La loi Falloux de 1850 - favorable à la liberté de l'enseignement - met fin au monopole de l'école publique mais non à l'opposition entre école publique et école privée. Tout au long du XXe siècle, cet affrontement est réactivé par des crises ponctuelles au niveau national et local, montrant la vivacité des tensions entre d'un côté les promoteurs de l'école "libre" et de l'autre ses détracteurs. La laïcisation du personnel enseignant en 1866, l'interdiction faite aux congréganistes d'enseigner en 1902 ou encore la loi de séparation de l'Eglise et de l'Etat de 1905 entérinent la scission de l'enseignement en France. En 1959, la loi Debré - organisant par contrat les rapports entre l'enseignement privé et l'Etat - ne satisfait ni l'enseignement catholique qui doit s'engager à suivre les mêmes programmes que l'enseignement public et à accueillir tous les élèves sans discrimination, ni les laïques qui y voient une délégation du service public.
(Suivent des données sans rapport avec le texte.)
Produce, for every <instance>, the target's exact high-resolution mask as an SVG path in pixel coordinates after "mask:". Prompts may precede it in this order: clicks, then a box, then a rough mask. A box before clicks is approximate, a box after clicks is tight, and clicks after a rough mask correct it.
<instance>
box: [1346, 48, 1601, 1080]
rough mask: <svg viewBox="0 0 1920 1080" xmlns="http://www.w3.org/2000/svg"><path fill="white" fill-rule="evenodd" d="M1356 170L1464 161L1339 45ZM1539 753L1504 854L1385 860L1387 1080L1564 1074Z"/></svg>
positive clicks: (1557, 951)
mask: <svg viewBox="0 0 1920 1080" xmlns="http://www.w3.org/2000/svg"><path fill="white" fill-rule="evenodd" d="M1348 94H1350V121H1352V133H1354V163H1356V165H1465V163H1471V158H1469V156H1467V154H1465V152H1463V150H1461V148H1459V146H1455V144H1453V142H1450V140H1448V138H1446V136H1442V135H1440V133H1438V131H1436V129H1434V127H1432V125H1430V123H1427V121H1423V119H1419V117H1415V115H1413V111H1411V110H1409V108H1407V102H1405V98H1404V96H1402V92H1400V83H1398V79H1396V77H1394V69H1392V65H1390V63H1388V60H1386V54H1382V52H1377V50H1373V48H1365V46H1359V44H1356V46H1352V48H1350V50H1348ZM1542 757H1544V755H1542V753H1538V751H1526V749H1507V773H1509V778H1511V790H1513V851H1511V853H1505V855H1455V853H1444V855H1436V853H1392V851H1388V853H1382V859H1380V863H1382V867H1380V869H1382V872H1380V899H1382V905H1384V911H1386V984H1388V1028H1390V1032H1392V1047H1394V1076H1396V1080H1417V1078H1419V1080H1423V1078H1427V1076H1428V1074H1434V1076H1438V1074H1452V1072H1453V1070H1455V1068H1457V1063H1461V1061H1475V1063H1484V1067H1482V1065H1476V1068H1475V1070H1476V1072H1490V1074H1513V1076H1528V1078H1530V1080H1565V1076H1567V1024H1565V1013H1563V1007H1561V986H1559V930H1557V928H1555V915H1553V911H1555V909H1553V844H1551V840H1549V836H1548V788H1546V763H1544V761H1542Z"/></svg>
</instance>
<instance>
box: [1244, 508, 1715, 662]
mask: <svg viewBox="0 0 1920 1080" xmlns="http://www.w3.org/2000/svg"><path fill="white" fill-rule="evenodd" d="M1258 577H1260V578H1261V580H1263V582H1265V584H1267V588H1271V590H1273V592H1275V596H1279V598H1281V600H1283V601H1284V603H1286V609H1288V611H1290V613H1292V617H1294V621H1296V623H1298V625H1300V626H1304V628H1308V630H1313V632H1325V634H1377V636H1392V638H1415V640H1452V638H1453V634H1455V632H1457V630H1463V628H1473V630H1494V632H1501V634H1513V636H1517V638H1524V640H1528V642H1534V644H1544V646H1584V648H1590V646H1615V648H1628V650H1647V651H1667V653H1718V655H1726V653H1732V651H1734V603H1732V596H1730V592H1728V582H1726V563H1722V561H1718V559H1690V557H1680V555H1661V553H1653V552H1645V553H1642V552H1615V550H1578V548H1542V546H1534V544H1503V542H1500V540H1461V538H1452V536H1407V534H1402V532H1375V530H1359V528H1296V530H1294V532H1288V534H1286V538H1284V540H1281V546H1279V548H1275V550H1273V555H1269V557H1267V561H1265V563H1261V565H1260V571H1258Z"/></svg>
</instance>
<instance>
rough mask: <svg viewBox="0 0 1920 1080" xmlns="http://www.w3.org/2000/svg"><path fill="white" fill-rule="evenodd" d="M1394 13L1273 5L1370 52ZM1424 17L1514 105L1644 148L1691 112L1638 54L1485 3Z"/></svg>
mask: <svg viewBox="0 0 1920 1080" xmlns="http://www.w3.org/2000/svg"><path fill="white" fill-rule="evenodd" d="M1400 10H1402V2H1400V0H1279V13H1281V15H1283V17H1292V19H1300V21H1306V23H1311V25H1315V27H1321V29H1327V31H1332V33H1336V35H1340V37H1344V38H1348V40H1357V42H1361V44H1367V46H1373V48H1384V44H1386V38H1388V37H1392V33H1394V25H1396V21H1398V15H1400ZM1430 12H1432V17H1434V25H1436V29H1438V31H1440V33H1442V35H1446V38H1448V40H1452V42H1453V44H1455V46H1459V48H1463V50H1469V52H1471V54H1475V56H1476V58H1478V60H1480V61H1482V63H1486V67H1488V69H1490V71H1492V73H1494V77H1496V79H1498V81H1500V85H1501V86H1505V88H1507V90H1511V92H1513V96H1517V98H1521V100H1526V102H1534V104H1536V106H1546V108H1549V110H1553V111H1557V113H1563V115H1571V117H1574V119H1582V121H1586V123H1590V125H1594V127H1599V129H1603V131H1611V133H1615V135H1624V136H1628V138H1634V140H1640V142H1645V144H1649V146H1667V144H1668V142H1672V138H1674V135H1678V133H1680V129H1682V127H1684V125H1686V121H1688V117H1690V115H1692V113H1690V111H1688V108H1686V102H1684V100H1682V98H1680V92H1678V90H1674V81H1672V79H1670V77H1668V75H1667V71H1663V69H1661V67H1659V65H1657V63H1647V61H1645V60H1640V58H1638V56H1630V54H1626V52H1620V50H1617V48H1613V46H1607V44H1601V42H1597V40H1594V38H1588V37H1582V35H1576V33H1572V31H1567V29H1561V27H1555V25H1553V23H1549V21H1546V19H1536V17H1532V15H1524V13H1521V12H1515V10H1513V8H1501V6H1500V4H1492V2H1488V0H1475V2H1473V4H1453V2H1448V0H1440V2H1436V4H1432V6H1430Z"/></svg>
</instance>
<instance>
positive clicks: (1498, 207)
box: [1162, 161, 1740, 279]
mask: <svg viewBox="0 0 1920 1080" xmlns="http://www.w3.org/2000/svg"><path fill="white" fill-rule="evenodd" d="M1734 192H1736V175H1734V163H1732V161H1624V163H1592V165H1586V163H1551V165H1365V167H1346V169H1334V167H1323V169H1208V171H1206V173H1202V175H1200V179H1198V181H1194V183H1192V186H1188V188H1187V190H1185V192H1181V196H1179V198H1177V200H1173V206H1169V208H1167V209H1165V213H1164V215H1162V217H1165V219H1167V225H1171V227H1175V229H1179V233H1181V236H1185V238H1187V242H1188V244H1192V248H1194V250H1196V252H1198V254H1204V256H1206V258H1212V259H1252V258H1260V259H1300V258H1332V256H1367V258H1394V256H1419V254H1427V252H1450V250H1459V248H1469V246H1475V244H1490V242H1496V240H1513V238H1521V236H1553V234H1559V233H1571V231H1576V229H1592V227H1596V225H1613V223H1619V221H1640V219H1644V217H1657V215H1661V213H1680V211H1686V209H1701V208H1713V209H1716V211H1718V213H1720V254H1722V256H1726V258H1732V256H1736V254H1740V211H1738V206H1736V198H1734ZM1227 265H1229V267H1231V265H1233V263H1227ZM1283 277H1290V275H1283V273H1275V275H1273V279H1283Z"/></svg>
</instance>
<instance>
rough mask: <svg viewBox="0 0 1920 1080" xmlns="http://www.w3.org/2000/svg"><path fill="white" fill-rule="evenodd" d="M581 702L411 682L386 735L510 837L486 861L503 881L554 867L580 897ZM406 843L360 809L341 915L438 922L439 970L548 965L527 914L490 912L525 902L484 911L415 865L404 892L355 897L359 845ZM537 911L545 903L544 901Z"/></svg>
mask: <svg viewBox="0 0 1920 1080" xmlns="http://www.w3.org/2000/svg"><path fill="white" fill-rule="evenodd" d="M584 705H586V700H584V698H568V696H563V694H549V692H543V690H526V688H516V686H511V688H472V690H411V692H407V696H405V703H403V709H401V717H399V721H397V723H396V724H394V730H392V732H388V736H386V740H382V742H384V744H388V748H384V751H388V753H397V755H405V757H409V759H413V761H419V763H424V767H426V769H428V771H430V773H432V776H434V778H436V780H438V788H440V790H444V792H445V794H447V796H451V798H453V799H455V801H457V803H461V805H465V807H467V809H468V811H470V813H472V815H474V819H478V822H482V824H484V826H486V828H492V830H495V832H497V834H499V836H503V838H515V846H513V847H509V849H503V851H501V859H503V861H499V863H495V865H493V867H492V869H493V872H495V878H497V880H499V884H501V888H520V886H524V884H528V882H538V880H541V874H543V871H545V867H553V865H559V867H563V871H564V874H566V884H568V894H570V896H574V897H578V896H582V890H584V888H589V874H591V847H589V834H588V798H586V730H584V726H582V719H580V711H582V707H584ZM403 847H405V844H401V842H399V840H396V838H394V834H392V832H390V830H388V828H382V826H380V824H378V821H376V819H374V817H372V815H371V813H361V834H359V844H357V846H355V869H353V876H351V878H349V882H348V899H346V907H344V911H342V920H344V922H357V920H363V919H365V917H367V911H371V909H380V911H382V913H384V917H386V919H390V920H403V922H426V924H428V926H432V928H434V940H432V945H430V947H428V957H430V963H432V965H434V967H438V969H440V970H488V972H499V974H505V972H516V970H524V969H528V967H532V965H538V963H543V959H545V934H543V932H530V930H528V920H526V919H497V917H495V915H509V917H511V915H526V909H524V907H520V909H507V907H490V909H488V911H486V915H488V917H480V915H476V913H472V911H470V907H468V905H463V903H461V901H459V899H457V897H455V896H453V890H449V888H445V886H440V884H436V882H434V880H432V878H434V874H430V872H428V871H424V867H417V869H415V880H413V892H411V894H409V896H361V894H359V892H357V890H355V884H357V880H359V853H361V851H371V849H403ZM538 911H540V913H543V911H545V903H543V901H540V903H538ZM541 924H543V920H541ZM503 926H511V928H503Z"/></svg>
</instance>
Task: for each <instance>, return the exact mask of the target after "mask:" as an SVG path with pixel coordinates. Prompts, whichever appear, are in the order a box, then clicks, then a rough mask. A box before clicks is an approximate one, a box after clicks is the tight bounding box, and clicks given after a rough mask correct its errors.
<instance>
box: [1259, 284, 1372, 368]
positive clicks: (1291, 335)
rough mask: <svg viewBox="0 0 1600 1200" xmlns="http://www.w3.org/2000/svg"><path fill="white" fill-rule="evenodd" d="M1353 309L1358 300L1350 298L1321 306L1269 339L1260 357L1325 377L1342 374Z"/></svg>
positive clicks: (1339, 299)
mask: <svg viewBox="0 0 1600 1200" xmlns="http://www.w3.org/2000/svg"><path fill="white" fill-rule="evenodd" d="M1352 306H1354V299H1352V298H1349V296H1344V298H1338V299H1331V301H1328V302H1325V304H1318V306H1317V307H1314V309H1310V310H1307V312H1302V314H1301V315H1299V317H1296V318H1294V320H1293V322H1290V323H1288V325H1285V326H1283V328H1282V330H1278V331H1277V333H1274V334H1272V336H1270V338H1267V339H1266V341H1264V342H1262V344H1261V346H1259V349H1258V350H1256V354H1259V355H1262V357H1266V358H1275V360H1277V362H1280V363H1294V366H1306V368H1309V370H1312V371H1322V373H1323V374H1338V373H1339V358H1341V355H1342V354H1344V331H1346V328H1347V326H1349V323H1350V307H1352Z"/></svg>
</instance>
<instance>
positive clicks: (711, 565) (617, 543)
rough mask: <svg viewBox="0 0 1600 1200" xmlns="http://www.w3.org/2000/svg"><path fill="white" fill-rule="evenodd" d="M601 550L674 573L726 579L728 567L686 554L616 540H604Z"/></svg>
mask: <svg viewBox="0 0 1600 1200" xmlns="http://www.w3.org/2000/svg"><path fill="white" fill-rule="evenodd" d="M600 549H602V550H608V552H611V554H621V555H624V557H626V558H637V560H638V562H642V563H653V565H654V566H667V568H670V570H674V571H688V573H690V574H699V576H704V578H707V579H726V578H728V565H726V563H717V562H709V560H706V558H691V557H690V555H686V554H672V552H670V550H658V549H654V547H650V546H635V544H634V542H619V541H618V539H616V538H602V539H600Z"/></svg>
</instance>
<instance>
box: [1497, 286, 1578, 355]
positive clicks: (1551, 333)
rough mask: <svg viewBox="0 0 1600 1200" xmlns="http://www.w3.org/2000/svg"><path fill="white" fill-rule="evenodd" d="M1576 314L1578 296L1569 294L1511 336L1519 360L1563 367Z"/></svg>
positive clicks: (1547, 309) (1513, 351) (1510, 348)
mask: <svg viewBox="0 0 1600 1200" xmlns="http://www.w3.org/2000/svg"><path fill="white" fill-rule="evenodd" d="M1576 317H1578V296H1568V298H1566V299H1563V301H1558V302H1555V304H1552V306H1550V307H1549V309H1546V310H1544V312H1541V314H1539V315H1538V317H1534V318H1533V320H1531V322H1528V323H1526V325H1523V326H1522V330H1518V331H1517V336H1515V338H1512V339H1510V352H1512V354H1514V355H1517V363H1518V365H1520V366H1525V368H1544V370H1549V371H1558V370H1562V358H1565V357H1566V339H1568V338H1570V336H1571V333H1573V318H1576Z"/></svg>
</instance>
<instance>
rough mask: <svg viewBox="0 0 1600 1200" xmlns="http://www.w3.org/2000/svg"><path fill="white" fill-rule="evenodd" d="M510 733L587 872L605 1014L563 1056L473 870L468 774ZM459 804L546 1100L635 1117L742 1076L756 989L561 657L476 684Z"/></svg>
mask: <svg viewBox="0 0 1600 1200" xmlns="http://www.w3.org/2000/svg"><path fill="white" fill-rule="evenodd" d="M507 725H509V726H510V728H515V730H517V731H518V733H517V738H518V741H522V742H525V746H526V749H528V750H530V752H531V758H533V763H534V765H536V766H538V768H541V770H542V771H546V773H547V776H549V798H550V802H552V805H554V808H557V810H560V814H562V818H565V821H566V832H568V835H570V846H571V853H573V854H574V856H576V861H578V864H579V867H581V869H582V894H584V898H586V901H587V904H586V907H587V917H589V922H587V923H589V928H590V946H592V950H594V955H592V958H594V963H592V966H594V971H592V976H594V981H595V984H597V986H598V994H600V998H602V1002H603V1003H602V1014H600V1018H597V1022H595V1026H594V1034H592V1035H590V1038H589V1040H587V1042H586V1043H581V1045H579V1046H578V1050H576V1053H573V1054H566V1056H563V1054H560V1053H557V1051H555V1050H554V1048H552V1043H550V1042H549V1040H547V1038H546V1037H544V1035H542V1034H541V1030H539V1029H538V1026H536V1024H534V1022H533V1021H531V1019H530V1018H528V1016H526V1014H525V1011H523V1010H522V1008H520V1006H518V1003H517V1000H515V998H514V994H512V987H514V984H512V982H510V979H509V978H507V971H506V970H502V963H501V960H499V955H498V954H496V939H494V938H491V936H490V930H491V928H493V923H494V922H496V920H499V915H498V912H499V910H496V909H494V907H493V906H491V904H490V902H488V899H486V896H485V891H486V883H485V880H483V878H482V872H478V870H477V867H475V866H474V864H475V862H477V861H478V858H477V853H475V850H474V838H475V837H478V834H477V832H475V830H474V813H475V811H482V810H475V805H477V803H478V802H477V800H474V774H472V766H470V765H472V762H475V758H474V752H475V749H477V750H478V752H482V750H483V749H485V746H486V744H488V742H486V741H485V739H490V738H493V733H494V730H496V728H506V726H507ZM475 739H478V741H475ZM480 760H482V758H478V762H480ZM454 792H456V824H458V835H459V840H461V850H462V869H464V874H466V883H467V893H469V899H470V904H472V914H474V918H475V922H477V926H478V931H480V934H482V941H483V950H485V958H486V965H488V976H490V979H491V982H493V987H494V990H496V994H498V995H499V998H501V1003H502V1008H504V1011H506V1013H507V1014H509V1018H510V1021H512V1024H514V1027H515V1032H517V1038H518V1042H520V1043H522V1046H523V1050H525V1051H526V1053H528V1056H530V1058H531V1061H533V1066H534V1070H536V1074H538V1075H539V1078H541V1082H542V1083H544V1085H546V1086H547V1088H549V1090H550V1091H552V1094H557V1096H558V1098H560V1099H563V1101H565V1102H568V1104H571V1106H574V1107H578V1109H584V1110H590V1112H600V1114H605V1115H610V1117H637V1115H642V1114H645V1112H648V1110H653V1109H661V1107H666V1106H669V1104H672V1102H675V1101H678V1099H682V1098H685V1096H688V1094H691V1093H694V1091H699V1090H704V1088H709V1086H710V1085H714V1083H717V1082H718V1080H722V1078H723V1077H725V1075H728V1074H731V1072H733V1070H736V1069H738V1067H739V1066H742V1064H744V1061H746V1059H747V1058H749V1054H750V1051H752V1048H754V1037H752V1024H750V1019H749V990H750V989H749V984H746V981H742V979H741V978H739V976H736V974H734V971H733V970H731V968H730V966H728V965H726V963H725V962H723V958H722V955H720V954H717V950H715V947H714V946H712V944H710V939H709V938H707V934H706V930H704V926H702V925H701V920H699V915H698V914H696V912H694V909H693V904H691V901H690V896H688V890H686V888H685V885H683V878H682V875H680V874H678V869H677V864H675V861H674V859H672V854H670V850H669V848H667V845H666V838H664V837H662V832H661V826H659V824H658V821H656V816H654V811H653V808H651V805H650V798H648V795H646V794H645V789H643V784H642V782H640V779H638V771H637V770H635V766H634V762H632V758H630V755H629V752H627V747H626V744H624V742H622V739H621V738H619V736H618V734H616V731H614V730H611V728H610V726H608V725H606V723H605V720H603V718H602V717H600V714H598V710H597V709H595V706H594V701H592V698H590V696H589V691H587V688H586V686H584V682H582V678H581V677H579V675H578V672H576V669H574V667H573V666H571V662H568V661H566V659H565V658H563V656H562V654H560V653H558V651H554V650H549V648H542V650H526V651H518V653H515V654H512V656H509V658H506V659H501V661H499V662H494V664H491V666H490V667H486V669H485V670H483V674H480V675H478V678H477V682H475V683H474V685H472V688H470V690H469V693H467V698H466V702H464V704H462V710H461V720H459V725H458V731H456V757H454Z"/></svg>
En Bretagne, l'école privée catholique est très bien implantée. Dans les années 1970, elle accueille près de 50 % des élèves du primaire et du secondaire. Les débats et les tensions entre enseignement public et enseignement privé sont par conséquent très vifs dans cette région. En 1970, l'affaire Brunou cristallise ces tensions. En 1958, une institutrice est engagée par un établissement catholique morbihannais. Pendant les années 1960, elle se marie puis divorce et se remarie en 1970. La directrice de l'enseignement estime alors que ce nouveau statut ne permet plus à la jeune femme d'enseigner et lui demande en vain de démissionner. Celle-ci est finalement licenciée. Cette affaire révèle l'existence de tensions persistantes entre enseignement privé et enseignement public. Elle met à jour un clivage entre les partisans de l'une et l'autre des deux écoles. Certains parents décident de ne plus envoyer leurs enfants dans la classe de cette institutrice tandis que d'autres - pour qui la vie privée de la jeune femme ne remet pas en cause ses capacités éducatives - la soutiennent.
D'autres évènements au cours des années 1970 et 1980 - comme par exemple la loi de 1977 sur la parité des traitements entre enseignants du public et ceux du privé - réactiveront ce dualisme scolaire et idéologique.